Yes. This page can be long and boring. I know because I made it. But I encourage you to read it at least once early in the semester.
- Meetings & staff
- Course objectives
- Prerequisites
- Grading
- Course policies
- Student support
- Communication with teaching staff and getting help
- Textbooks and resources
Meetings & Staff
Lectures: Tue & Thu, 12:25 PM – 1:45 PM, WEB L101. See lectures page for lecture video links.
To provide an option for students advised to or deciding to quarantine or social distance, lectures will be available live via Zoom. The zoom link is available via Canvas. Students should be able to ask questions either through chat or voice.

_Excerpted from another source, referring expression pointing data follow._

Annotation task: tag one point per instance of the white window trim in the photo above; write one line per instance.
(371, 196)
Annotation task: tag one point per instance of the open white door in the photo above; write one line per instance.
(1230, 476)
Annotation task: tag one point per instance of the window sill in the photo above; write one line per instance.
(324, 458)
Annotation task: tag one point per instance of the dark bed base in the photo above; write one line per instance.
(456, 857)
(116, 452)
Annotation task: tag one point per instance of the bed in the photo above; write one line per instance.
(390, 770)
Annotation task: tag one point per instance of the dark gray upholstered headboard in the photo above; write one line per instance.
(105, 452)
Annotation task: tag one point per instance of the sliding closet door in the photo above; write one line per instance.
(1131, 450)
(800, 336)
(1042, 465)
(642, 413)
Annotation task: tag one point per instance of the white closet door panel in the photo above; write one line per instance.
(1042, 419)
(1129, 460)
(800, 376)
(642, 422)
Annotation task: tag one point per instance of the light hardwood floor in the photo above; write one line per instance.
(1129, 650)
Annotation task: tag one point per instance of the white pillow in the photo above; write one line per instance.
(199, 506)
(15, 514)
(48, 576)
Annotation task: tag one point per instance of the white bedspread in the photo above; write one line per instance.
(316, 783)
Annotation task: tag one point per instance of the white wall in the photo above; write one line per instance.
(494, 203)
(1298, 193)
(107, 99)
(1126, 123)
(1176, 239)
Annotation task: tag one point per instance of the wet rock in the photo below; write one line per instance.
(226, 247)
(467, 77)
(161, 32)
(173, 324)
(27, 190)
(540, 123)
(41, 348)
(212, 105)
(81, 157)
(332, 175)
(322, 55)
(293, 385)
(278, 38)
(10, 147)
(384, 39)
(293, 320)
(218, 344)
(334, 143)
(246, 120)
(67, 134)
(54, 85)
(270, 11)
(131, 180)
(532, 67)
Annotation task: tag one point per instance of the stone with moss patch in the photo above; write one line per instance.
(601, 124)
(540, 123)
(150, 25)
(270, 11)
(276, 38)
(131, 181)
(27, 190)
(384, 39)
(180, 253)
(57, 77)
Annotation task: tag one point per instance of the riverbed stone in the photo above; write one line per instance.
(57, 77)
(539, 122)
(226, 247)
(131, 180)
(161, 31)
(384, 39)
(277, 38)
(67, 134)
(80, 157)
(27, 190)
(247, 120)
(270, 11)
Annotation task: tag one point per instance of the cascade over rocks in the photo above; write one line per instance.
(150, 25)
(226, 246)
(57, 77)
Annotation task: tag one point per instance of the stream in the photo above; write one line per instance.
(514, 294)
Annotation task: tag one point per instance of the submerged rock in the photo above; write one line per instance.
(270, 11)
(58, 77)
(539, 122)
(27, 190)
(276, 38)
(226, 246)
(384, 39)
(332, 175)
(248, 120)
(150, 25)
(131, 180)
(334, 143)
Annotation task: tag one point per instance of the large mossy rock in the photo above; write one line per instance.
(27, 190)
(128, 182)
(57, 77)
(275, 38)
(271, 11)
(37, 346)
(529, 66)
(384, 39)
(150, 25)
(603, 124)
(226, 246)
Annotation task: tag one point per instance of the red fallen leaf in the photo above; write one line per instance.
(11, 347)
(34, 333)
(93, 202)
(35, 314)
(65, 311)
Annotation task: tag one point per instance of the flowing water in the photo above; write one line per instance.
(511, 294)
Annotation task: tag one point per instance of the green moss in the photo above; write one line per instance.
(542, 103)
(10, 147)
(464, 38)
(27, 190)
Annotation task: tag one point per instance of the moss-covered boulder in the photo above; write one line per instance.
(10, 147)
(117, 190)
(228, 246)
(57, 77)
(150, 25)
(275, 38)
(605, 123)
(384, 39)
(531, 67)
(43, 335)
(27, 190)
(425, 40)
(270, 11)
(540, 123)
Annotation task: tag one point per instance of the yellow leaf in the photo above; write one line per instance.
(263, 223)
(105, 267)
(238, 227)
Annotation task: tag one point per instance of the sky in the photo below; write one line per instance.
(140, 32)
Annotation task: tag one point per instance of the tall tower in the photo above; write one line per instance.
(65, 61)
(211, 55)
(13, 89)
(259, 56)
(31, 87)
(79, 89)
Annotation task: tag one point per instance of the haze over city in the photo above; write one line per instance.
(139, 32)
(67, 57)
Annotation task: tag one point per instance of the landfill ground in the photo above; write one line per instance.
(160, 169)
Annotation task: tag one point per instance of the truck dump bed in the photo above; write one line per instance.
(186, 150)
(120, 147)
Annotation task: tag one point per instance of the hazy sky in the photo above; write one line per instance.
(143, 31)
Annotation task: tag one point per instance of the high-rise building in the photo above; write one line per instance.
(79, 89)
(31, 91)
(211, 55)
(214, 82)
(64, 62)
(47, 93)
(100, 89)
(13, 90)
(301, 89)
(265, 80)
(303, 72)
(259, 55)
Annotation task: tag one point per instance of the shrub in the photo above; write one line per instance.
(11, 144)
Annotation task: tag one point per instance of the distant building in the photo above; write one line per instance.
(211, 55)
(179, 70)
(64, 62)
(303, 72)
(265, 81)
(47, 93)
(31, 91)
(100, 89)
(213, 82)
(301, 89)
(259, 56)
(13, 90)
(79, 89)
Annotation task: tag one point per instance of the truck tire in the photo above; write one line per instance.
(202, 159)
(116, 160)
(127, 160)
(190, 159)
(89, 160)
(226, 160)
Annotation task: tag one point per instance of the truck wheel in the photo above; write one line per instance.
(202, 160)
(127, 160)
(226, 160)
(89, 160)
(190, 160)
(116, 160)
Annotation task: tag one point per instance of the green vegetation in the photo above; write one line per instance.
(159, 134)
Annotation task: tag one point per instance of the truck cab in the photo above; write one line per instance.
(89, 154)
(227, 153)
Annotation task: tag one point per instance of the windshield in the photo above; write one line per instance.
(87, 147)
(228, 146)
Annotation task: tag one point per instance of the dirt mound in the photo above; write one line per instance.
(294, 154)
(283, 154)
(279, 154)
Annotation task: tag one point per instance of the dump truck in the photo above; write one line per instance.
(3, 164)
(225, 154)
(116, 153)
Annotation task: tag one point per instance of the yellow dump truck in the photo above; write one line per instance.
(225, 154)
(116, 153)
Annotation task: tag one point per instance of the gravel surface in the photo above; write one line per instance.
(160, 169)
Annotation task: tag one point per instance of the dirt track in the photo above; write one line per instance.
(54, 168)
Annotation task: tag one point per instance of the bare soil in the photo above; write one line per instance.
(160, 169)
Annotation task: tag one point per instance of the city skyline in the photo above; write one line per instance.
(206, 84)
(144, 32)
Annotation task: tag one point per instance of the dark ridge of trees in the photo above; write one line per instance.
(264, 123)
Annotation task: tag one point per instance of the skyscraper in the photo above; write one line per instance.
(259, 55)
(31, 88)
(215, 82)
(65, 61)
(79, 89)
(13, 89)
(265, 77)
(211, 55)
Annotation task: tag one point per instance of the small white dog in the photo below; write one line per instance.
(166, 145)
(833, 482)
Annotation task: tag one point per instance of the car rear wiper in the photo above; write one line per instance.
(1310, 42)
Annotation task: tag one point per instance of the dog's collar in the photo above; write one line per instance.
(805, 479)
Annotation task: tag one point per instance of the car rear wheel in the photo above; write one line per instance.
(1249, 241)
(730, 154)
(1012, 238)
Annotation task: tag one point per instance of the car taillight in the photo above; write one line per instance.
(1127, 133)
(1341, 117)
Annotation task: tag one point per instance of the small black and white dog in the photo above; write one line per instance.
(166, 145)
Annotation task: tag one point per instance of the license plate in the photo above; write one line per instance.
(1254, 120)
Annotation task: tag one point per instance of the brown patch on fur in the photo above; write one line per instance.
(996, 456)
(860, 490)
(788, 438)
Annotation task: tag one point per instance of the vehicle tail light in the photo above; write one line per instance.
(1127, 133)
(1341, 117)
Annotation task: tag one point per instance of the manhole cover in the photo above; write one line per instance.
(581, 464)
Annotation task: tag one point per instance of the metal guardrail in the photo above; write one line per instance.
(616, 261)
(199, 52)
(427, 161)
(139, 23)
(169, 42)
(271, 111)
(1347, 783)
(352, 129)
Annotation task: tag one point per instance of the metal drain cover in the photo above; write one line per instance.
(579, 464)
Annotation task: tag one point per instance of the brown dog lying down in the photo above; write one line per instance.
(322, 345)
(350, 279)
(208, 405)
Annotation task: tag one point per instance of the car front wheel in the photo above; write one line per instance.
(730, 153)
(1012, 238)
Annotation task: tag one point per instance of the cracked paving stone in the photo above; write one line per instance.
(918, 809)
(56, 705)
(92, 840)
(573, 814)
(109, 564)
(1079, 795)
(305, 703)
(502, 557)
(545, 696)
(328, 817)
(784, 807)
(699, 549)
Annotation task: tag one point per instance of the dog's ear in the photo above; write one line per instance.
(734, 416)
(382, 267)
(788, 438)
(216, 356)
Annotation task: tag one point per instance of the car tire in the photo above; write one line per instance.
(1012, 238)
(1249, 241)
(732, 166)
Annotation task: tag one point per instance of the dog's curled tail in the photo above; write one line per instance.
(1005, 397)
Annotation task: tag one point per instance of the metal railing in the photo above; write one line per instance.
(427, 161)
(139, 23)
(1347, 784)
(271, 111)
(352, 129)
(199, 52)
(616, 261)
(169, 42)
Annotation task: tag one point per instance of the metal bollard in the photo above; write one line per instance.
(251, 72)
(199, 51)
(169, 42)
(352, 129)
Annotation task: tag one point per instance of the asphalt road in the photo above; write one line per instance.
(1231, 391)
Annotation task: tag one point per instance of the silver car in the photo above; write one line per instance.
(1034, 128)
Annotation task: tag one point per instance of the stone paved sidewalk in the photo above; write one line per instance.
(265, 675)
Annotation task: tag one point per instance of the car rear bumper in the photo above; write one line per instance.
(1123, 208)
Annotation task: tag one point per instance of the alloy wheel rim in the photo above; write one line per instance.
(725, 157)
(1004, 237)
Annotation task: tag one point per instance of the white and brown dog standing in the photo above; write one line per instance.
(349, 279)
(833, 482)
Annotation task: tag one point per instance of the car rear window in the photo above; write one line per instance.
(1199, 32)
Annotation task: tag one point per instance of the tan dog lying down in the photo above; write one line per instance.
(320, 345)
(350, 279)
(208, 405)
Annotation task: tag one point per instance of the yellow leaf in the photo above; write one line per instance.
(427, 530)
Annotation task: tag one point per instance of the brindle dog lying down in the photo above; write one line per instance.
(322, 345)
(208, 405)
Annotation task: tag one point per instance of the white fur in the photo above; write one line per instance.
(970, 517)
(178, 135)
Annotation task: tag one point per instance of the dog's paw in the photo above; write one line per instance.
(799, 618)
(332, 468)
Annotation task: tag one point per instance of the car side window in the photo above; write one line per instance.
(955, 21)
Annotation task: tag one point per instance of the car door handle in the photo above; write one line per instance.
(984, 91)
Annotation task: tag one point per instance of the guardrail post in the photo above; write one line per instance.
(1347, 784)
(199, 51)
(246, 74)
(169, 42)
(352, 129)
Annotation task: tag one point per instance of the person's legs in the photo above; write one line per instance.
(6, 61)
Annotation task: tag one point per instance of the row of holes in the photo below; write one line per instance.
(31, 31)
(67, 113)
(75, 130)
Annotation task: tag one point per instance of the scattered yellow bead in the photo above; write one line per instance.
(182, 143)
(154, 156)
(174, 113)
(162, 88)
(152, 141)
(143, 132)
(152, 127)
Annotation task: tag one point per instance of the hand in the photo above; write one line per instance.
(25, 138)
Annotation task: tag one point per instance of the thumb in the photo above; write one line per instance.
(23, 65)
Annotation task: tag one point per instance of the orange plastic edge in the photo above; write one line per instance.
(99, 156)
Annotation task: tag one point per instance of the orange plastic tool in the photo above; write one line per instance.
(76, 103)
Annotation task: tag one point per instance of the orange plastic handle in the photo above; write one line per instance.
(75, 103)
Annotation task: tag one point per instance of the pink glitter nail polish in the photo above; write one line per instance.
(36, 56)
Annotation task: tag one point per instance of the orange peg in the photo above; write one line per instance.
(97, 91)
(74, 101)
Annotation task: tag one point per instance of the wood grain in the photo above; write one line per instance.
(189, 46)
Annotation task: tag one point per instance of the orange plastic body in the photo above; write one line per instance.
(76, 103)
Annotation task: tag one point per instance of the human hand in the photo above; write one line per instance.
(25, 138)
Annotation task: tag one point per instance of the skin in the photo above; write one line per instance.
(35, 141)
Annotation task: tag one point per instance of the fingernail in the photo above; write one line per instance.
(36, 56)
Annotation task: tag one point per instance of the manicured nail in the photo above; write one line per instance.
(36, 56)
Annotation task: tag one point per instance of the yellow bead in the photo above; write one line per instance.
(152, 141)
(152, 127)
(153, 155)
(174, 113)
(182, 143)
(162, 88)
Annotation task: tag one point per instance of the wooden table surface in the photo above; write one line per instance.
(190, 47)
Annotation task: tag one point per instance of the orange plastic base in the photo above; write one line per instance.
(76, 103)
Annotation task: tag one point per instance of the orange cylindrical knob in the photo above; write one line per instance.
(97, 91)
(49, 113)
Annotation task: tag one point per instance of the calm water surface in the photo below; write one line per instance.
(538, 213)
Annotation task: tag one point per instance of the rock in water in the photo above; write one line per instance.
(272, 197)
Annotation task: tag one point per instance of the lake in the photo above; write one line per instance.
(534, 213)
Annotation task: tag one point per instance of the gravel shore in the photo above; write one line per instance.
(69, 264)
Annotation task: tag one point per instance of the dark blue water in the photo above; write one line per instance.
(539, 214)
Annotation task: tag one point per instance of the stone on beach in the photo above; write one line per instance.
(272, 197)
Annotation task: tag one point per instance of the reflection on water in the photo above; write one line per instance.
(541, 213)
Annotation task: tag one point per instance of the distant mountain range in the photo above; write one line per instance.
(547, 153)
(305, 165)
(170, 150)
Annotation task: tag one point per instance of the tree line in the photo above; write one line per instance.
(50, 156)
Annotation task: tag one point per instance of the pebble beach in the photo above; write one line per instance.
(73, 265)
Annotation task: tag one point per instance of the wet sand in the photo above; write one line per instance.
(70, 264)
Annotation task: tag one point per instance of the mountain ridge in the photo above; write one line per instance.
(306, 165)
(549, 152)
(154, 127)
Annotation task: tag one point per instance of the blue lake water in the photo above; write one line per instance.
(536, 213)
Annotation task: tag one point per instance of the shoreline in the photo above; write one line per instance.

Instructor: Vivek Srikumar
svivek at cs dot utah dot edu |
|
Office hours | Thursdays, 10am at MEB 3126 |
Teaching Assistants
Office hours | Location | |
---|---|---|
Oliver Bentham | Tuesdays 10-11am | 3145 MEB |
Purbid Bambroo | Mondays 3-4pm | 3145 MEB |
Course objectives
This course covers techniques for developing computer programs that can acquire new knowledge automatically or adapt their behavior over time. Topics include several algorithms for supervised and unsupervised learning, decision trees, online learning, linear classifiers, empirical risk minimization, computational learning theory, ensemble methods, Bayesian methods, and neural networks.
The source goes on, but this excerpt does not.